Coming from a background of music videos and commercials Nima Nourizadeh brings us his first feature film ‘Project X’, with a production budget of approximately $12 million the film makers set out through a national wide open casting call to find naturally talented people that had not already been exposed to professional acting and would be making their film debut. This process was mostly successful with some low-profile actors cast to round out the film.
The concept of ‘Project X’ is simple, a small group of senior high school kids plan to party their way from the shadows of obscurity into popularity through throwing the biggest most outrageous birthday party they possibly can. Wasting no time Nourizadeh takes the film through a quick set-up before moving along to the main event. Packed with juvenile, crass and outlandishly funny jokes the entertainment value here is going to depend upon the comedic sensibilities of the audience, however where these two things are in sync, there is some fun and entertainment to be found.
Despite being filmed with handheld shooting this isn’t a film where things become too convoluted to follow. The shooting style slides into the context of the film relatively easily and at times audiences are likely to forget they are watching through a handheld camera which unfortunately also happens to render the character behind the camera as pointless and inconsequential.
The three leads display both a natural and believable friendship on screen, serving as the foundation for the entire film this relationship carry’s through effectively till the credits roll. The one character relationship that is explored beyond the central friends is managed somewhat awkwardly, and feels added on to provide some additional resolution to the film that is ultimately unnecessary.

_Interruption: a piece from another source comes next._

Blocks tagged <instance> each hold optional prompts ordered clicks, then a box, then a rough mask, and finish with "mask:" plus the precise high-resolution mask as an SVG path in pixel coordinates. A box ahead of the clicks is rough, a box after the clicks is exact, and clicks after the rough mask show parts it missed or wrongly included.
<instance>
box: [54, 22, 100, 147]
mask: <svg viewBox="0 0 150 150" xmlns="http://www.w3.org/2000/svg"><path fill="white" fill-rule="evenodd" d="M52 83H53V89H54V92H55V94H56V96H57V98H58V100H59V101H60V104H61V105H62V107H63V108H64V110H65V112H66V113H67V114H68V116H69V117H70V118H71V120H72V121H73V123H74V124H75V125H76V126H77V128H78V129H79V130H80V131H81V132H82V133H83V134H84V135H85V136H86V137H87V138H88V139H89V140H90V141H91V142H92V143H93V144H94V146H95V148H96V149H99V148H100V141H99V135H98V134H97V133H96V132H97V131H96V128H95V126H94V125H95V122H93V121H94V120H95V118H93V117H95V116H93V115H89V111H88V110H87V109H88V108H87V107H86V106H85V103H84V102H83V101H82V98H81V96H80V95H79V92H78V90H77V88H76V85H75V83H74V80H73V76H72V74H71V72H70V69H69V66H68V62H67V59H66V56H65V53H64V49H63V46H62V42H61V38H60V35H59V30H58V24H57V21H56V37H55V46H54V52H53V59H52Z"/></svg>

‘Project X’ is fully aware of where the sheer entertainment value lies and it makes the most of the outlandish party, as things progress in a hilarious fashion events quickly spiral out of control and the absolute entertainment starts to curb itself slightly with the realisation of just how crazy, out of hand and over the top things become. The film utilises extensive montage shots to depict much of the party events and while effective at first this technique grows a little thin with some drawn out montages edited throughout where the real interest lies.
With the depiction of drug use, alcohol abuse, stereotypical horny teenage boys and women treated as little else than the objects of their male counterparts desires of the flesh, it’s easy to find something to be offended by in ‘Project X’, however for everyone else there is a relentless bombardment of outlandish humour mixed with absolute lunacy packed into a tight, and extremely entertaining film.
I’m giving ‘Project X’ 3 out of 5 stars, it will be released in cinemas around Australian from Thursday 1 March 2012.